In October 2017, DeepMind published a paper that should have unsettled more people than it did. Their system, AlphaGo Zero, had learned the ancient game of Go from scratch. No human games as input. No opening theory. No strategic guidance. Just the rules.

After three days of playing itself, it beat the version that had defeated Lee Sedol the previous year by one hundred games to nil.

Three days. To master a game humans had been studying for four thousand years.

That moment is worth pausing on, because it is the cleanest demonstration we have of what people mean when they talk about recursive self-improvement in artificial intelligence. The system did not just learn. It taught itself, and each iteration of teaching produced a stronger student to teach the next round.

The idea has a longer history than the hype suggests. In 1965, the British mathematician I.J. Good wrote a short paper called Speculations Concerning the First Ultraintelligent Machine. His argument was simple. If you build a machine that is better than humans at intellectual tasks, then by definition it will be better at the task of designing intelligent machines. The second-generation machine will be better still, and so on. Good called the result an intelligence explosion. He was writing in 1965, sixteen years before the IBM PC.

What does it actually look like in 2026?

Three concrete examples are worth knowing.

The first is self-play. AlphaGo Zero, and its successor systems like MuZero, learn by competing against themselves. Every game produces training data for the next iteration. There is no ceiling set by human expertise, because no human is in the loop after the rules are programmed in. This is the same idea that has, over the past two years, allowed DeepMind’s mathematics systems to win silver and then gold medals at the International Mathematical Olympiad against the best teenage mathematicians in the world. In 2024, AlphaProof and AlphaGeometry 2 solved four of the six IMO problems, scoring at silver-medal level. One year later, Google’s Gemini with Deep Think achieved gold. Twelve months. One step up.

The second is AI-assisted AI research. The most under-discussed shift of the last two years is that the people building frontier AI systems are now using those systems to design the next ones. Better architectures, better training schedules, better evaluation methods. Anthropic, OpenAI and Google DeepMind have all publicly acknowledged this. The loop is not yet fully closed, but it is tightening.

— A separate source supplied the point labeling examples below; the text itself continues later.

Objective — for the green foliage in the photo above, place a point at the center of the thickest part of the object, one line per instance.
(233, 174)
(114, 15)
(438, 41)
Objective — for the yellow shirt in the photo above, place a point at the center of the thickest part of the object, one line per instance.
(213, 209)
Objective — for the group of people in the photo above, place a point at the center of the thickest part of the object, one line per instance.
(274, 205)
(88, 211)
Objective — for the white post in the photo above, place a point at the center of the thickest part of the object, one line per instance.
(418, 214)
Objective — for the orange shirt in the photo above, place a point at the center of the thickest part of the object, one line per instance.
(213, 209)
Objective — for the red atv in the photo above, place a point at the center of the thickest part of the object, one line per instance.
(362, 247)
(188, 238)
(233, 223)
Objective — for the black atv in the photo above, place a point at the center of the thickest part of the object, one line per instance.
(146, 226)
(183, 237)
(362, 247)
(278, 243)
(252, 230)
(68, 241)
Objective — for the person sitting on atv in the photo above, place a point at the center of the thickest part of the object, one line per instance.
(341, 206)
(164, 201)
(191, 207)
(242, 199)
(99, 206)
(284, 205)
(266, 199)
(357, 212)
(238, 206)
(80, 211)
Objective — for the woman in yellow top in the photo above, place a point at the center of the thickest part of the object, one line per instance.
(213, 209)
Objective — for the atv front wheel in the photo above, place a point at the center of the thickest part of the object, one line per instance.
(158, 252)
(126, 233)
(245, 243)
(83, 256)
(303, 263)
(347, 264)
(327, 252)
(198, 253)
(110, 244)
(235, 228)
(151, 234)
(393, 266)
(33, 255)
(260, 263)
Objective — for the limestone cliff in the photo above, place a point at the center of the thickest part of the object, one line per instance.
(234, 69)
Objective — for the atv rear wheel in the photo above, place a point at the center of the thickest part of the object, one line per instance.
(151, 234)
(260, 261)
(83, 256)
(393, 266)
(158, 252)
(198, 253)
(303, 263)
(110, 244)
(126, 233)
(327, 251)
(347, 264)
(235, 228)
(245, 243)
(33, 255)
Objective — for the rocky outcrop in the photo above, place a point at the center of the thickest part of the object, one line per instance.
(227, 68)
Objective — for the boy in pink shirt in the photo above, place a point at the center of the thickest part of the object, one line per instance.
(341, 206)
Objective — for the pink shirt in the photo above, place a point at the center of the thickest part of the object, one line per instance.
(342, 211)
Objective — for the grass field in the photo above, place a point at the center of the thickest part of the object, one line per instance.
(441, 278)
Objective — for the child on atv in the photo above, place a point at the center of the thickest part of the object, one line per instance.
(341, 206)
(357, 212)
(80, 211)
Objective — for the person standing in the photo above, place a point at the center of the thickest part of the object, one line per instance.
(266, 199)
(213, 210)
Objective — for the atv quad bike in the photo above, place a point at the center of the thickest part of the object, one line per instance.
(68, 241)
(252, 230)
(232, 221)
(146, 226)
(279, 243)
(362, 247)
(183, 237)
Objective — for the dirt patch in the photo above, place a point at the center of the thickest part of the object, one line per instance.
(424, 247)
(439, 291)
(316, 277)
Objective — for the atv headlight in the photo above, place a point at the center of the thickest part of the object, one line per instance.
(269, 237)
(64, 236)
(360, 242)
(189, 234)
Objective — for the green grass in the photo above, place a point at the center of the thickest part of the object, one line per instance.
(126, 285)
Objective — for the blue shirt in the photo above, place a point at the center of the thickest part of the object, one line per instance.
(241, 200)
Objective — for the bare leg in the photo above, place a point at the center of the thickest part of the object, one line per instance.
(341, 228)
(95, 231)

The third is fully automated research. In August 2024, a Tokyo-based lab called Sakana AI published a system they called The AI Scientist. It generates research ideas, writes the code to test them, runs experiments, produces figures, drafts the paper, and even reviews its own work. The first version cost roughly fifteen dollars per paper. The second version, published in Nature this year, produced the first fully AI-generated research paper to pass human peer review. The complete cycle from question to publication, with no human writer in the loop.

None of these systems are general intelligence. None of them can run your business or replace your judgement. But each one demonstrates the same underlying mechanism: a feedback loop where the system improves the process that improves the system.

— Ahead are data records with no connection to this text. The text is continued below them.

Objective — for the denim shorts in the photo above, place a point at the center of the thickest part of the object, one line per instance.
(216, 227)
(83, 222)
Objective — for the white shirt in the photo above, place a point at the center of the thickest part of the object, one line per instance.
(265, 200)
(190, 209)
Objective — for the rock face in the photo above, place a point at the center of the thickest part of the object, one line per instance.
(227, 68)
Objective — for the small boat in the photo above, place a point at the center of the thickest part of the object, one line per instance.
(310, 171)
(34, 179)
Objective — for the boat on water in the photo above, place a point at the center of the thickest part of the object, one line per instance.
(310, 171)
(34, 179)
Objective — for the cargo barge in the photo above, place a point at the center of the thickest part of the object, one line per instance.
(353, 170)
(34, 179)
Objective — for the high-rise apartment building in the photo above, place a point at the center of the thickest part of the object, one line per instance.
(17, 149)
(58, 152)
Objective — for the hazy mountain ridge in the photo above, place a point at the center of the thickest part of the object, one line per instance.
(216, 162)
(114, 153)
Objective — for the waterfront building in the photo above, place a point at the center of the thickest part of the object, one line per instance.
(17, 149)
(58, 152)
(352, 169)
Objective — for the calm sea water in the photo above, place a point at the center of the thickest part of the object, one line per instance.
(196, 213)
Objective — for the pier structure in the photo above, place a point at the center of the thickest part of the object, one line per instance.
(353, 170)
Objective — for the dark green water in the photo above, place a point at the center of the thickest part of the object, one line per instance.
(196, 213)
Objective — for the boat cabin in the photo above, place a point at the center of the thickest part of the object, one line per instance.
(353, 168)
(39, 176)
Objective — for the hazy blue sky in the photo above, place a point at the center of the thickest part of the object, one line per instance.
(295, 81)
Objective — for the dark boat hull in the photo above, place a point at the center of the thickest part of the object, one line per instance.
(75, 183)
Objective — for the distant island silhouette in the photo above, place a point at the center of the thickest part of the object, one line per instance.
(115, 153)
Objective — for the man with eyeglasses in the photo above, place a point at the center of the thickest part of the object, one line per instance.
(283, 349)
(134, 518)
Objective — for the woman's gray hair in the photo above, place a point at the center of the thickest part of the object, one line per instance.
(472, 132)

Why does this matter for someone running a mortgage firm, advising clients, or sitting on a leadership team?

For two reasons that have nothing to do with science fiction.

The first is competitive. The pace at which AI capabilities are improving is not constant. It is accelerating, and the acceleration has a specific cause. When a tool helps to build a better version of itself, you stop being able to plan around it the way you plan around other technologies. The conversations I have with brokers who think they have six or seven years to adapt are conversations I would not have if I had read I.J. Good in 1965.

The second is governance. If a system improves itself, the system at deployment is not the system you signed off. Most regulatory frameworks, including the work the FCA is doing on AI in financial services, assume that you can audit a model, approve it, and then check whether it still behaves the way you approved. That assumption holds only weakly for static models. It breaks entirely for systems that adapt while in use. Anyone deploying AI in a regulated environment should be asking their vendors very direct questions about how the system changes after go-live, and what controls exist around those changes.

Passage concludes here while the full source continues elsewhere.